The big Mangalista sow...






She went 392Kg....or 863#...plus about 20#. She bled out about 2.5 gallons he said so add 16-20# to that. Not 1000#, but still a HUGE hog! The belly was 9 1/2" thick. Was using a boning knife to split the belly and it was not long enough. had to switch to a 9" filet knife before he hit the stomach membrane....had to use 2 meat hooks-one on each side- to hold the belly open to make the cut.

Said the coppas are legit 10" in diameter... cut at the 5th rib. He's gonna dry them in his chamber.
The cheeks weigh 12#.....each! I dunno what each ham weighs, but bet it is over 100#.....
he says 400-450# of cuts off that hog.
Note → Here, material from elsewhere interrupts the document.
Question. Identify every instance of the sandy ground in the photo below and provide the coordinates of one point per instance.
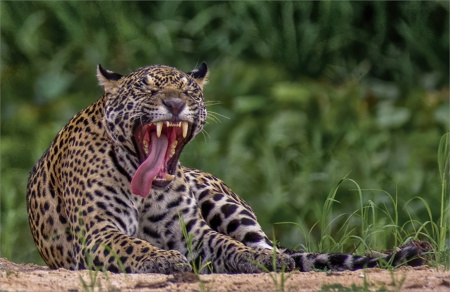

He hit me up for some cajun recipes.


----------



## indaswamp (Dec 20, 2021)

More pics...


----------



## checkdude (Dec 21, 2021)

Just wow! What a pig. Love it love it.


----------



## indaswamp (Dec 21, 2021)

if you wanna buy one....I can hook you up....


----------



## pineywoods (Dec 21, 2021)

Here piggy piggy 

That's a big hog and lots of good eating


----------



## checkdude (Dec 22, 2021)

indaswamp said:


> if you wanna buy one....I can hook you up....
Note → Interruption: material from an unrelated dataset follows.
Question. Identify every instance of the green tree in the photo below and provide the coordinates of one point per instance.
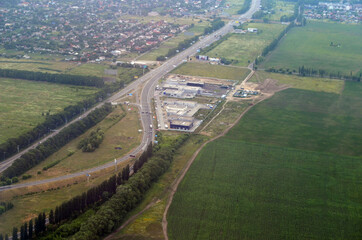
(30, 234)
(15, 233)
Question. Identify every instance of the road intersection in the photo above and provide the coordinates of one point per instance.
(149, 81)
Thanks for the offer Inda but being in canada I think it would be be big headache if not impossible. I'm working on couple of farmers my son knows. One day I'll get there.


----------



## chilerelleno (Dec 23, 2021)

OMG'osh!  That's a big'ol 
I want a whole Shoulder skin-on.


----------



## indaswamp (Dec 24, 2021)

chilerelleno said:


> OMG'osh!  That's a big'ol
> I want a whole Shoulder skin-on.


Sure wish my friend would sell primals of his pigs, unfortunately, he only sells whole pigs. So if you want one, you'd have to buy the whole pig.


----------



## bill ace 350 (Dec 26, 2021)

We raised and butchered 2 a year when growing up.

Best hams, bacon and sausage i ever had.


----------